2008-09-10 15:16:51

Rischiano di allargarsi le violenze anticristiane in India


In un’intervista all’agenzia SIR, mons. Aleixo Das Neves Dias, vescovo di Port Blair, nelle Isole Andamane e Nicobare dipendenti dal governo di New Delhi, sostiene che la situazione in India "potrebbe degenerare”. Dopo le violenze anticristiane nello stato dell’Orissa costate la vita a più di 20 persone, esiste - secondo il presule - il rischio di un allargamento ad “altri Stati indiani notoriamente anticristiani, come il Gujarat, il Madhya Pradesh, il Chattisghar”. “Il governo dell’Orissa e il governo indiano - osserva - non fanno tutto ciò che si dovrebbe fare, nonostante la presenza della polizia, ma se non viene fermata in tempo, la violenza contro i cristiani rischia di propagarsi”. Mons.

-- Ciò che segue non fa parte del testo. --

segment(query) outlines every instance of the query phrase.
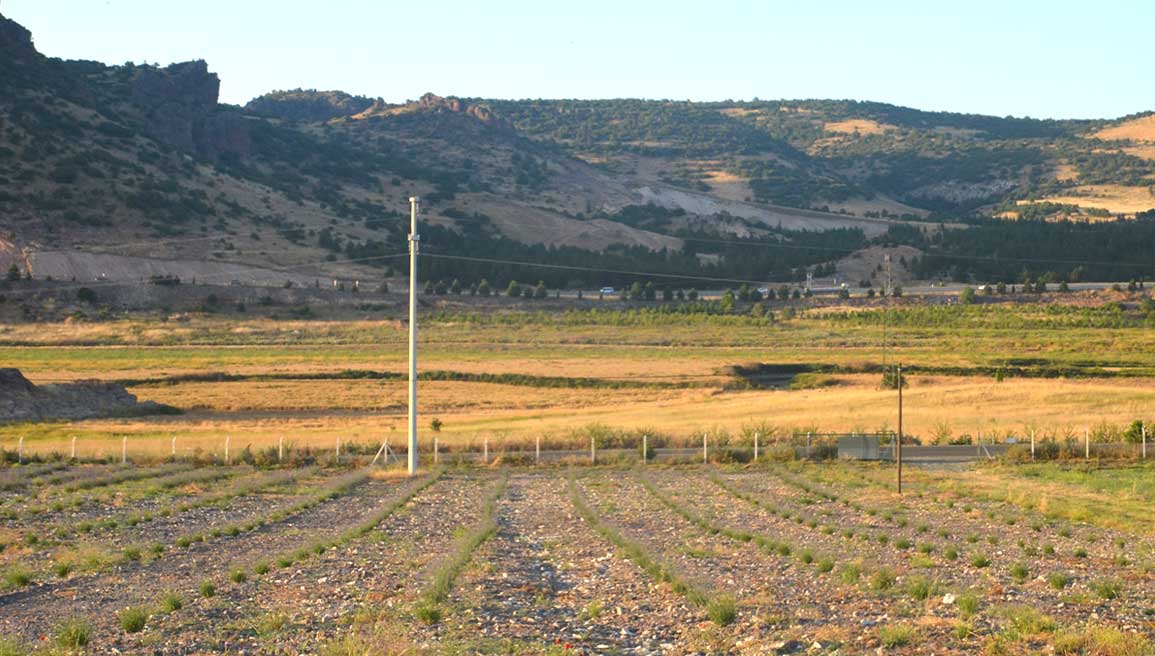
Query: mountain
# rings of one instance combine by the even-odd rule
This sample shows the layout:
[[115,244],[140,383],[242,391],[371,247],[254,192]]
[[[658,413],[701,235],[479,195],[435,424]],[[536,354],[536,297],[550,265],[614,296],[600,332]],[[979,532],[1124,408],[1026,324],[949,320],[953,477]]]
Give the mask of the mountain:
[[[853,271],[877,284],[880,266],[862,254],[898,247],[900,280],[1061,276],[1075,244],[1107,261],[1148,238],[1147,221],[1084,220],[1155,206],[1150,115],[433,94],[390,104],[317,90],[237,107],[219,86],[203,61],[45,57],[0,17],[0,267],[81,280],[380,278],[407,249],[417,195],[431,279]],[[1004,257],[1056,262],[977,263],[992,235]]]

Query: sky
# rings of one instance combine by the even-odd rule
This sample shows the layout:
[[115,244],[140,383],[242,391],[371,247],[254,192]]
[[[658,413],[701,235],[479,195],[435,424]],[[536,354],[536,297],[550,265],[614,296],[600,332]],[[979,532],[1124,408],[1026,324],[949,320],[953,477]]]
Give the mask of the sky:
[[0,0],[44,54],[204,59],[221,101],[339,89],[485,98],[874,100],[1155,110],[1149,0]]

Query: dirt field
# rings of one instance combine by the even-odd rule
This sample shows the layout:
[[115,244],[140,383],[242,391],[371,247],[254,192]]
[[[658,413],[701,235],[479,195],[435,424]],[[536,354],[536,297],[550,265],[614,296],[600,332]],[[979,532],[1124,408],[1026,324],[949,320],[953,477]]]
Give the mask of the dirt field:
[[900,502],[887,477],[10,467],[0,633],[6,653],[1150,653],[1148,528],[953,474]]

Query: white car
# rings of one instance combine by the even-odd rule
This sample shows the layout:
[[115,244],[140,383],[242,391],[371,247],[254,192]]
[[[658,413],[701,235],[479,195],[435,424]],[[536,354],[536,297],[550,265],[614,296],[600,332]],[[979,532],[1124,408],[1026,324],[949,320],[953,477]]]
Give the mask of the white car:
[[614,293],[614,288],[613,287],[602,287],[601,289],[598,290],[598,293],[599,294],[612,294],[612,293]]

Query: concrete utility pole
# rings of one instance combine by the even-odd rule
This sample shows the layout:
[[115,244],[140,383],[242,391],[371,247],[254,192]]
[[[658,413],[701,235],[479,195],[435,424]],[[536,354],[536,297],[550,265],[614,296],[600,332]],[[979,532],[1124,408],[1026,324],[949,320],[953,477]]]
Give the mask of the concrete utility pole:
[[417,206],[409,197],[409,475],[417,473]]
[[894,443],[898,460],[898,493],[902,494],[902,365],[898,365],[898,437]]

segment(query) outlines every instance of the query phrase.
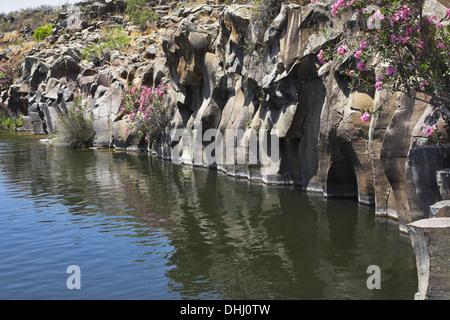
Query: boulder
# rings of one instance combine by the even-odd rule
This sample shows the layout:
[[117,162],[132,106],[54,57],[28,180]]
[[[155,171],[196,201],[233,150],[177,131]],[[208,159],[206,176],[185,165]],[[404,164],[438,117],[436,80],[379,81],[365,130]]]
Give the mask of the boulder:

Dias parla anche delle minacce dei fondamentalisti indù ricevute da mons. Raphael Cheenath, arcivescovo di Cuttack-Bubaneshwar in Orissa, ed elogia la decisione delle autorità di proibire la processione con le ceneri di un leader indù, occasione per nuove violenze anticristiane. Sulla situazione nella regione, Antonella Palermo ha raggiunto telefonicamente a New Delhi l'inviato del quotidiano Avvenire, Claudio Monici:RealAudioMP3

R. - E’ una situazione che ha un po’ dell’inverosimile, perché a un occhio distratto oppure non informato di quello che sta avvenendo all’interno dello Stato dell’Orissa, si tratta di una città dove si respira un’aria di relativa tranquillità: il solito trambusto indiano, la solita povertà e tutte queste cose. Tranne che poi, quando ci si avvicina ai luoghi di culto cristiani, la cosa cambia perché sono tutti assicurati dalla presenza della polizia. E in effetti l’aria che si respira è quella di apprensione e di una tensione che c’è, che è più interna al Paese: è oltre la capitale, qualche centinaio di chilometri all'interno della giungla e nelle altre località e nel distretto di Mandaramal. Lì la situazione certamente è tesa e quello che mi è capitato ne è la cartina tornasole: essendo andato a vedere un meeting induista per curiosità professionale, appena sono stato notato, il mio aspetto occidentale li ha fatti immediatamente gridare: “Ecco, è uno di loro, è uno dei cristiani!”. Un sintomo di tensione che sicuramente esiste, anche se le notizie che arrivano dall’interno adesso non sono più quelle di un paio di settimane fa, con chiese da distruggere, gente da uccidere e sfollati. Anche perché credo che, purtroppo, questo lavoro ormai sia stato già fatto.

 
D. - La giornata di preghiera e di digiuno, indetta domenica scorsa dalla chiesa indiana, pare sia andata bene…

 
R. - La partecipazione qui è stata vissuta con intensità. La comunità cristiana, le varie espressioni certamente hanno un attaccamento alla fede che è sorprendente. E quello è anche il ricovero dove cercare conforto di fronte alla paura, di fronte all’ignoto, di fronte ad una situazione che comunque è di una minoranza presente in questo Paese che comunque deve fare i conti anche con l'isolamento dovuto alle lunghe distanze: per esempio, a Nuova Delhi siamo lontani due ore di aereo dalle località interessate in questo momento dalla aggressione e dalla violenza anti-cristiana. I religiosi con cui ho parlato mi hanno detto: “Per il rito domenicale non è cambiato nulla, abbiamo soltanto chiesto ai nostri fedeli di pregare di più, di unirsi ancora di più alla sofferenza: alla sofferenza di chi ha patito, appunto, anche con il digiuno”.

 
D. - C’è qualche cristiano che cerca di camuffarsi in qualche modo?

 
R. - Direi di no. Quelli che ho potuto incontrare, no. Certamente, agiscono delle dinamiche che a me probabilmente sfuggono, sono sconosciute. Si è parlato di conversioni, e sicuramente ci sono state. Sono popolazioni povere, rurali: popolazioni che perdono tutto, hanno paura, molto spesso non conoscono nulla al di là di quello che è la loro vita, del quotidiano, dell’oggi, non del domani. Quello che è stato ieri è già una cosa superata, perché bisogna andare avanti quotidianamente. Non ho trovato persone timorose della propria fede, direi proprio di no. Anz, la fede c'è ed è forte.